"What, me worry?"
With the world's eyes understandably focused on conflicts in Eastern Europe and the Middle East, another major purge out of China is flying under the radar. President Xi Jinping publicly eliminated one significant political rival last year - former Chongqing strongman Bo Xilai - and recently launched an investigation into Zhou Yongkang, a retired member of the all-powerful Politburo Standing Committee.
The high-profile investigation is consistent with President Xi's all out campaign against corruption that is having serious ramifications across China's political landscape. John Minnich penned a very interesting analysis on the situation for Stratfor that is well worth a read:
- "It is becoming clear that this campaign is unlike anything seen under Presidents Jiang Zemin and Hu Jintao. Both carried out anti-corruption drives during their first year in office and periodically throughout their tenures as a means to strengthen their position within the Party and bureaucracy and to remind the public, however impotently, that Beijing still cared about its well being. But that was housekeeping. This appears to be different: longer, stronger, more comprehensive and more effective...the direction of the campaign so far, combined with other actions by Xi, such as the formation of a unified National Security Council chaired by Xi himself and his apparent wresting of the reins of economic and social reform from Premier Li Keqiang, suggest that some other and deeper shift is underway, one for which the anti-corruption campaign is at once a vehicle and a symptom."
Minnich believes the root of these issues are fundamentally "economic in nature":
- "China is in the midst of an economic transformation that is in many ways unprecedented. The core of this transformation is the shift from a growth model heavily reliant on low-cost, low value-added exports and state-led investment into construction to one grounded in a much greater dependence on high value-added industries, services and above all, domestic consumption. China is not the first country to attempt this. Others, including the United States, achieved it long ago. But China has unique constraints: its size, its political system and imperatives, and its profound regional geographic and social and economic imbalances. These constraints are exacerbated by a final and perhaps greatest limit: time. China is attempting to make this transition, one which took smaller and more geographically, socially and politically cohesive countries many decades to achieve, in less than 20 years.
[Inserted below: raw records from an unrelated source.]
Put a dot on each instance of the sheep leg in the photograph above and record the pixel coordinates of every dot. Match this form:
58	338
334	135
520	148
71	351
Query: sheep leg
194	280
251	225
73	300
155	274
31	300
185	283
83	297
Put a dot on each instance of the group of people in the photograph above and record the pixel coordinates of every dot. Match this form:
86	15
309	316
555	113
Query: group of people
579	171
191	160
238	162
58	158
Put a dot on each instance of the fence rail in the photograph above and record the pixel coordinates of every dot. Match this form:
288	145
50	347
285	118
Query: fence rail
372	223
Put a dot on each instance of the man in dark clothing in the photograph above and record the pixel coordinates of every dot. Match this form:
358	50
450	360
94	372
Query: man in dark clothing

- The bulk of this work will take place over the next 10 years at most, and more likely sooner, not because the Xi administration wants it to, but because it must. The global financial crisis in 2007-08 brought China's decadeslong export boom cycle to a premature close. For the past six years, the Chinese government has kept the economy on life support in the form of massively expanded credit creation, government-directed investment into urban and transport infrastructure development and, most important, real estate construction. In the process, local governments, banks and businesses across China have amassed extraordinary levels of debt. Outstanding credit in China is now equivalent to 251 percent of the country's gross domestic product, up from 147 percent in 2008. Local governments alone owe more than $3 trillion. It is unknown -- deliberately so, most likely -- what portion of outstanding debts are nonperforming, but it is likely far higher than the official rate of 1 percent
- Despite claims that China's investment drive was and is irresponsible -- and certainly there are myriad anecdotal cases of gross misallocation of capital -- it nonetheless fulfills the essential role of jumpstarting the country's effort to "rebalance" to a new, more urban and more consumption-based economic model. But the problem, again, is time. China's real estate sector is slowing. Sales, home prices and market sentiment are falling, even in the face of continued expansion of the overall credit supply. The days of high growth in the housing construction sector are numbered and prices, along with overall activity, are on a downward trend -- one that can and will be hedged by continued high levels of investment and credit expansion, but not one that can be stopped for long. Real estate and related construction activity will remain the crucial component of China's economy for the foreseeable future, but they will no longer be the national economic growth engines they were between 2009 and 2011.This means that in the next few years, China faces inexorable and potentially very rapid decline in the two sectors that have underpinned economic growth and social and political stability for the past two or more decades: exports and construction. And it does so in an environment of rapidly mounting local government and corporate debt, rising wages and input costs, rising cost of capital and falling return on investment (exacerbated by new environmental controls and efforts to combat corruption) and more. Add to these a surge in the number of workers entering the workforce and beginning to build careers between the late 2010s and early 2020s, the last of China's great population boom generations, and the contours emerge of an economic correction and employment crisis on a scale not seen in China since Deng came to power."
One of my friends relayed a story to me about her father which, I feel, perfectly sums up this situation. Early one morning in the early-2000s, my friend heard some rumblings in the living room downstairs in her house. She went down to find her father sitting on the couch, looking extremely distraught.
Confused, she asked him, "Dad, its 4 in the morning, why aren't you sleeping?"
He looked back at her with bloodshot eyes and wearily answered, "I can't. I'm worried about China."